Para Pedro del Espino, conticionostas los dos.
Se tiene a veces la idea de que estamos a la deriva y que no hay rumbo ni brújula. También la de que no sabemos mucho o incluso nada de lo que nos aguarda, aunque se barrunten frágiles y torpes trazos y se vislumbren horizontes. Hay días en que se aclara todo un poco y días en que es lo turbio lo que dicta el color y dibuja el ánimo. En la incertidumbre, uno avanza, dice las palabras con las que prosigue la encomienda de vivir, prospera en lo que puede o en lo que le permiten y vaticina a sus adentros una felicidad en ciernes, tenida antes, considerada propia al modo en que también es propiedad la tristeza o el desamparo, que no nos abandonan nunca y concurren a su antojadiza y terca manera.
Vendrán días de una dulzura que ahora no se advierte, consentirá la voluntad que parezcan de otros los pesares, no nuestros, ocurrirán los prodigios y nos mirarán a la cara. En la espera de esa epifanía agradece uno que anochezca. Parece que el mundo sigue ejecutando su terca coreografía. Es el conticinio, la eclosión del silencio, su perseverancia pura. Se va la luz y el frío en estos días cobra un peaje llevadero. Son las palabras las que impiden que todo sucumba, ellas le dan cuerda al mundo. Escribo para que todo empiece nuevamente. Pronunció hoy “conticinio”, la paladeo en la boca, masco deleitosamente sus sílabas antiguas. Me cuento las cosas y las pienso mientras las leo. Ni siquiera tengo la certeza de que sea yo quien las escribe.
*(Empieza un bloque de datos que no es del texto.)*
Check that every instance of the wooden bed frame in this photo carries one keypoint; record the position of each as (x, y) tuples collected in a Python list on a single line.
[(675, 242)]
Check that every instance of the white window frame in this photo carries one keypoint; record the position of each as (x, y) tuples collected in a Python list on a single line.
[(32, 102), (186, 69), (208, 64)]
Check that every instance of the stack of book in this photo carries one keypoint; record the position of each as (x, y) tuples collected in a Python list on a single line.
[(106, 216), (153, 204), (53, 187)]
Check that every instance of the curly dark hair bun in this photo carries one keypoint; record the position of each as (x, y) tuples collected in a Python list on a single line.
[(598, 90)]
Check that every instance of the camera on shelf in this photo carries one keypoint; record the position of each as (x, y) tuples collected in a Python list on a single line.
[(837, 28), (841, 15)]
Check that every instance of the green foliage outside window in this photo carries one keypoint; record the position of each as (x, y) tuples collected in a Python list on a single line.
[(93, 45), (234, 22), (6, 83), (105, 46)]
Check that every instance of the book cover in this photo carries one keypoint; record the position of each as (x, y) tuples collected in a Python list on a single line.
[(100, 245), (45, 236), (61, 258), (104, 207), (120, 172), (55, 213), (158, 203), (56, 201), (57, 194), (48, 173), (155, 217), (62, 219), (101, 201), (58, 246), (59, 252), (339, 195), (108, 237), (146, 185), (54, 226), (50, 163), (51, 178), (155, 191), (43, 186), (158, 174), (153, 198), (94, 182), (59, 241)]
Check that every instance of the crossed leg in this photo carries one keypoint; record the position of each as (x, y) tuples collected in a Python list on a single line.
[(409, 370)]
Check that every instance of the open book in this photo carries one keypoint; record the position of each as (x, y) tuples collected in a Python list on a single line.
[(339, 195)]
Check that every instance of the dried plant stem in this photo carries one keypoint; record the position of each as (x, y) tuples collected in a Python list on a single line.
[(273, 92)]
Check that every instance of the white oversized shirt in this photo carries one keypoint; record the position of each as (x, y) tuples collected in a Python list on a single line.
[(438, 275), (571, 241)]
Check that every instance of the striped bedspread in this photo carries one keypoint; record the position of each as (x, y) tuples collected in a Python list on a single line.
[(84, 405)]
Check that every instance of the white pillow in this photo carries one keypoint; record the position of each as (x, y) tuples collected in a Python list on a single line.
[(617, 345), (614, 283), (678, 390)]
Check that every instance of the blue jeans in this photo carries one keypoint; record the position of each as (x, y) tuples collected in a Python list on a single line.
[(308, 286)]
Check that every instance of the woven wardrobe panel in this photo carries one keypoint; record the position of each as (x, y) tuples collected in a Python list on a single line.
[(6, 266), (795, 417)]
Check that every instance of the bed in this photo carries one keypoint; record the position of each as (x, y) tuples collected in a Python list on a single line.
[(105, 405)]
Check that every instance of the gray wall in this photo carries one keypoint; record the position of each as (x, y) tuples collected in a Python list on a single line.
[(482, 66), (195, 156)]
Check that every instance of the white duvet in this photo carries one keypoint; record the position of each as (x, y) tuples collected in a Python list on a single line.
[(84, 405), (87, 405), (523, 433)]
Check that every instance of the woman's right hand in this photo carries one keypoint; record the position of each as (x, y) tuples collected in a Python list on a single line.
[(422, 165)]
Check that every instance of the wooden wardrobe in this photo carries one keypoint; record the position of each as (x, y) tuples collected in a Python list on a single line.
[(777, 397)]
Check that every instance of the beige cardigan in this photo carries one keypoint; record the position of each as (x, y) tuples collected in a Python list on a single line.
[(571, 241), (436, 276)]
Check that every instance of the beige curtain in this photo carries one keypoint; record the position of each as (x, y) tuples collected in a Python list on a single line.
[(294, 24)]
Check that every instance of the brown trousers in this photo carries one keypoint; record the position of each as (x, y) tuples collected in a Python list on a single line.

Pero no se sabe qué contar, nunca hay un camino fiable, es la palabra la que lo hace avanzar todo, quien organiza el mismo relato de lo vivido o, mejor, de lo fingido. Escribir es dar a la paradoja de contar (que es en esencia tergiversar, arrimar el azar a lo narrado) un rango verosímil, que no haga despertar la sospecha de que se está especulando, concediendo a la historia la posibilidad de que desbarre a su antojadizo capricho. Escribir es hablar también. Uno cuenta qué hizo o qué hará y arriesga siempre y marra siempre. Todo lo que decide contar está fieramente sujeto a la realidad, y la realidad no es nuestra, no es algo que podamos considerar gobernado. Leer es un modo de comprender. Leer es disponer de un instrumento infalible. Se lee el silencio, su elipsis preciosa.
La vida, el argumento más valioso, es impregnada de literatura. No es posible desligarla de ese arrimo de letras; en ese apresto de la ficción en donde vivir se adensa, cobra la pujanza que en ocasiones no posee, se erige como brújula, acepta el timón y avanza. De lo que se trata, a la vista del rigor con el que se nos abate en ocasiones, es de avanzar. Hacia adelante pues. Acabo el café. La apuro para partir al trabajo. Salgo a la calle sin que me haga flaquear el frío, descuidado, sin que me obligue la prisa, viendo la gente ir y venir, saludando a unos y a otros, pensando en el sentido de lo que uno escribe, aceptando (a la larga todo es verlas venir y aceptar y aceptar otra vez) y en la necesidad de esta pequeña confesión que me hago. Se fue ese conticinio de anoche. Fuimos los dos pasajeros y encontradizos. Esta noche estará de nuevo.